I grew up surrounded by guys who claimed women aren’t funny, can’t be funny, as if humor was some kind of gender-determined predisposition. Have a penis? You can be funny. We will all laugh. Have a vagina? You can never be funny so don’t try. Try instead to look cute. This got me down until one day I realized that one of the “funniest” guys in our group was recycling all of my jokes. It would happen like this: the group would get on a subject. I’d say something wry, sharp and witty on that subject (quietly of course, because if you hear “women aren’t funny” constantly you get a little shy) and then my friend would say loudly to the group what I had said quietly to myself. The group would erupt in uproarious laughter and my friend would get credit for being funny.

In a lot of ways, the same thing has been happening in popular culture for years, on a bigger scale. A TV show, movie line or SNL skit is hilarious but because of the nature of the mediums of TV and film, it’s easy to ignore the women quite literally behind the scenes who wrote the stuff. Thus our male-dominated society can keep up this “women aren’t funny” bit while simultaneously using all of the original, hilarious material it’s jacking from women.

But then there’s the Internet.
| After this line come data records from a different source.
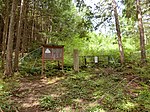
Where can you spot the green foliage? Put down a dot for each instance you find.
(6, 89)
(47, 102)
(144, 99)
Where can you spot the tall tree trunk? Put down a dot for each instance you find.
(5, 33)
(9, 70)
(118, 31)
(141, 29)
(24, 39)
(17, 49)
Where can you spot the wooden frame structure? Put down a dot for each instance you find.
(52, 52)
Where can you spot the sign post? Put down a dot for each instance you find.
(52, 53)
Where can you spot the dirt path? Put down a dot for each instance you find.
(26, 97)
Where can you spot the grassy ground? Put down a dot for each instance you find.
(90, 90)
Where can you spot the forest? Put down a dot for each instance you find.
(74, 55)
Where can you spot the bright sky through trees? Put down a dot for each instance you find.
(92, 3)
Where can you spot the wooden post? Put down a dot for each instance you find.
(76, 60)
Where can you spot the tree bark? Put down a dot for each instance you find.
(24, 39)
(9, 70)
(118, 32)
(17, 49)
(5, 33)
(141, 29)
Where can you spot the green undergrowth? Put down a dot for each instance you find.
(7, 87)
(95, 90)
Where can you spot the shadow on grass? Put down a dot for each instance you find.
(82, 92)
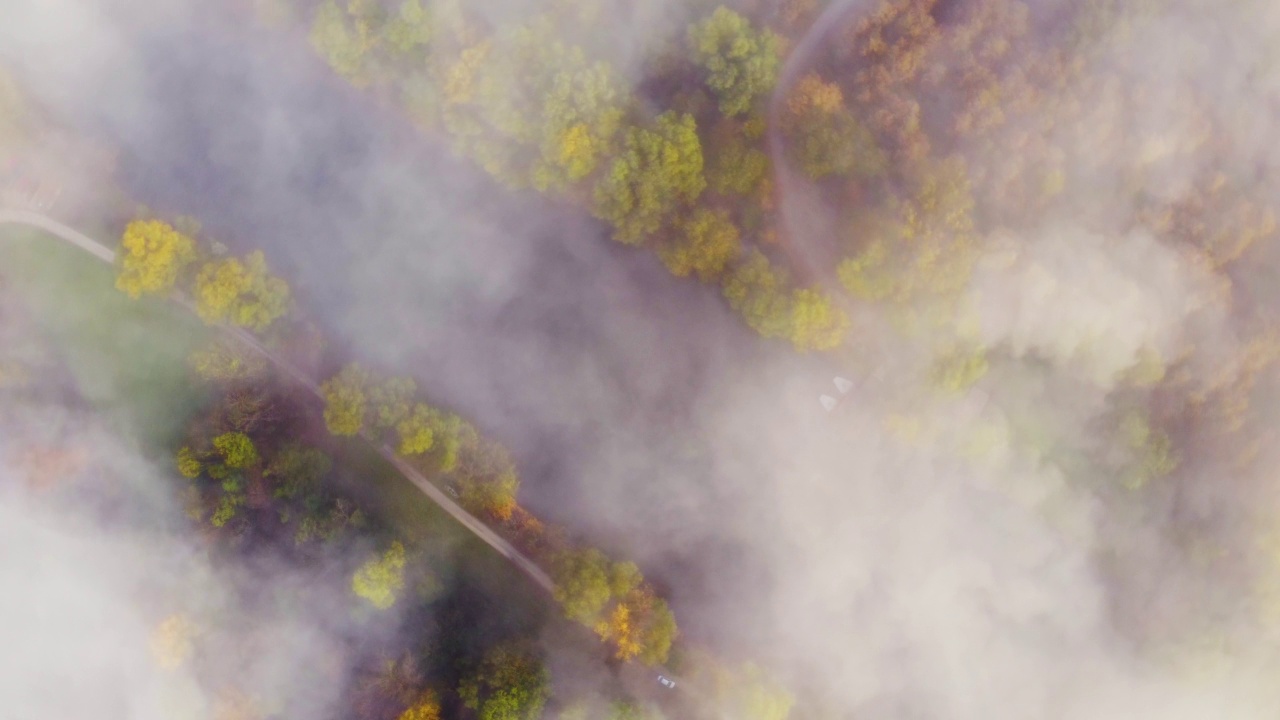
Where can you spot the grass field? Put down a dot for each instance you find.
(128, 358)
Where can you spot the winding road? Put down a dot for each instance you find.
(467, 520)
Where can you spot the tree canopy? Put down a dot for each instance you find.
(152, 258)
(741, 63)
(241, 292)
(382, 578)
(346, 401)
(510, 684)
(658, 172)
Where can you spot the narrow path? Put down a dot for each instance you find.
(467, 520)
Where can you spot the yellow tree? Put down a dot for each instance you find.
(241, 292)
(817, 323)
(416, 431)
(344, 400)
(380, 578)
(152, 256)
(428, 707)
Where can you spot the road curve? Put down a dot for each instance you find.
(785, 177)
(467, 520)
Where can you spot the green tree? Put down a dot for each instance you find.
(741, 63)
(417, 431)
(152, 258)
(531, 109)
(624, 578)
(380, 578)
(237, 450)
(346, 401)
(581, 117)
(241, 292)
(510, 684)
(824, 137)
(583, 583)
(188, 464)
(658, 172)
(736, 165)
(707, 242)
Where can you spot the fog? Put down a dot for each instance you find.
(910, 555)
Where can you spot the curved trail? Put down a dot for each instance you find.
(784, 174)
(467, 520)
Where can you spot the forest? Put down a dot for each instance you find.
(1038, 236)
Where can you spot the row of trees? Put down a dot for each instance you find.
(609, 597)
(534, 110)
(156, 258)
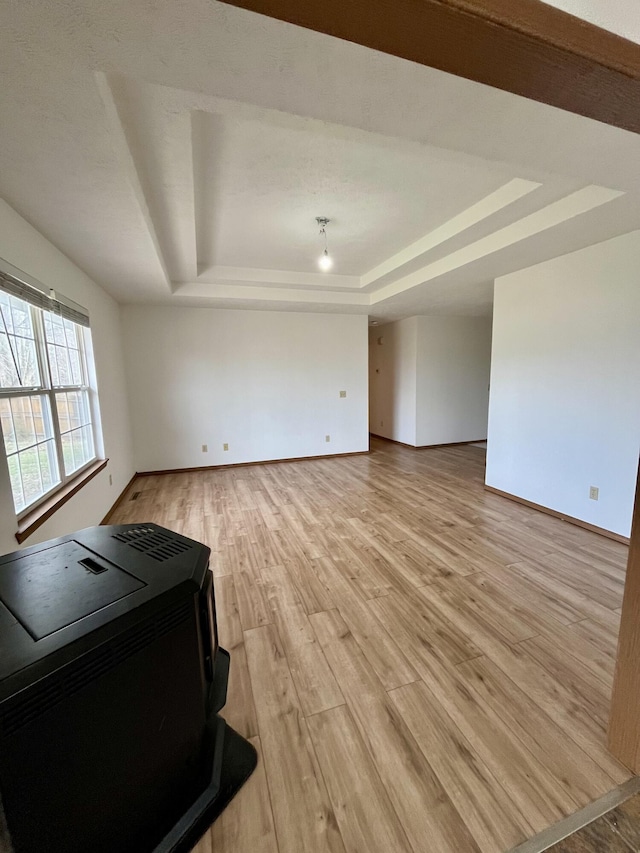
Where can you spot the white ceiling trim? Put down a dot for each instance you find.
(265, 278)
(124, 152)
(271, 294)
(560, 211)
(498, 200)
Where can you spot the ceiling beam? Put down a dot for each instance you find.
(521, 46)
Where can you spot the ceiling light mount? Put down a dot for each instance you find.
(325, 262)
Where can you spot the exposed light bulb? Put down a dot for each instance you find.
(324, 261)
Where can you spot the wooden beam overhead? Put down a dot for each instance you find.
(521, 46)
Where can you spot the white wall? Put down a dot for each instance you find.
(392, 380)
(565, 383)
(25, 248)
(266, 383)
(454, 362)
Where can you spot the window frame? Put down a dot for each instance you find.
(48, 390)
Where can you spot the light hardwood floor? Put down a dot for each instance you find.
(423, 666)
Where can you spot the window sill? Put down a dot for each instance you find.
(33, 520)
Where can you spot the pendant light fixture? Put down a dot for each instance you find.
(325, 262)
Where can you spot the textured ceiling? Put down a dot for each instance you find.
(180, 152)
(618, 16)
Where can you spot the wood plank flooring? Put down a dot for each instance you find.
(422, 665)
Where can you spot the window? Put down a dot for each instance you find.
(45, 396)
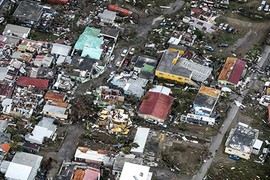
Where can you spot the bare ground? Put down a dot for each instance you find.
(256, 34)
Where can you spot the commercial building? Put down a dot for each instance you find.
(135, 171)
(155, 106)
(17, 31)
(205, 101)
(140, 138)
(231, 72)
(243, 141)
(24, 166)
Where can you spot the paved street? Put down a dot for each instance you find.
(227, 122)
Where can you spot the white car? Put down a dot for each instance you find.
(124, 53)
(266, 8)
(225, 26)
(132, 50)
(220, 25)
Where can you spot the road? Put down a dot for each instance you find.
(227, 122)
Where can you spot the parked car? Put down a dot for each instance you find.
(162, 125)
(220, 25)
(260, 8)
(223, 45)
(118, 63)
(266, 8)
(152, 121)
(132, 50)
(234, 157)
(126, 62)
(209, 48)
(225, 26)
(124, 53)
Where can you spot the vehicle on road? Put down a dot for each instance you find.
(266, 8)
(124, 53)
(152, 121)
(225, 26)
(234, 157)
(118, 63)
(223, 44)
(132, 50)
(209, 48)
(220, 25)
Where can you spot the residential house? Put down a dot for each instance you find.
(25, 99)
(89, 43)
(197, 119)
(107, 16)
(64, 83)
(135, 87)
(56, 110)
(115, 120)
(110, 32)
(231, 72)
(106, 96)
(28, 13)
(28, 81)
(60, 51)
(4, 144)
(44, 129)
(84, 154)
(86, 174)
(145, 66)
(55, 96)
(6, 90)
(83, 69)
(155, 105)
(170, 67)
(205, 101)
(30, 148)
(140, 138)
(17, 31)
(135, 171)
(24, 166)
(242, 141)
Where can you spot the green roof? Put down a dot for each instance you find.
(147, 68)
(90, 42)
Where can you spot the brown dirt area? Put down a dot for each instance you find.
(184, 155)
(256, 34)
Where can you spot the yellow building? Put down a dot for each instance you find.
(168, 68)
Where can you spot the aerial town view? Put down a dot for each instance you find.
(134, 89)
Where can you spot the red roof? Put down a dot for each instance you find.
(157, 105)
(237, 71)
(58, 1)
(5, 147)
(29, 81)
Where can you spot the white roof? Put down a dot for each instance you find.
(90, 155)
(16, 30)
(54, 109)
(18, 171)
(258, 144)
(135, 172)
(140, 138)
(161, 89)
(60, 49)
(3, 73)
(38, 134)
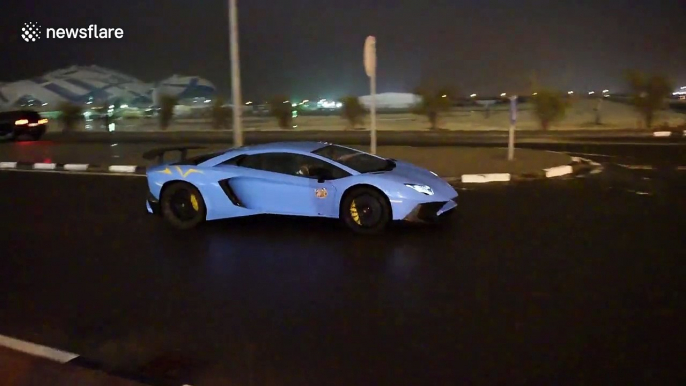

In this case, the same kind of exposure fueling the online porn industry is also fueling the success of funny female writers like Kelly Oxford. The Internet lets women be funny and get credit for it. The Internet lets women put it out there and be recognized.

Thanks to the Internet Kelly Oxford’s tweets get the same chance as Rob Delaney’s. Rachel Held Evans’ blog is just as accessible as John Piper’s.

Hate Internet pornography all you want (no, seriously–please do) but also recognize that the things that have made it successful are the same things that allow female writers to be successful in the twenty first century.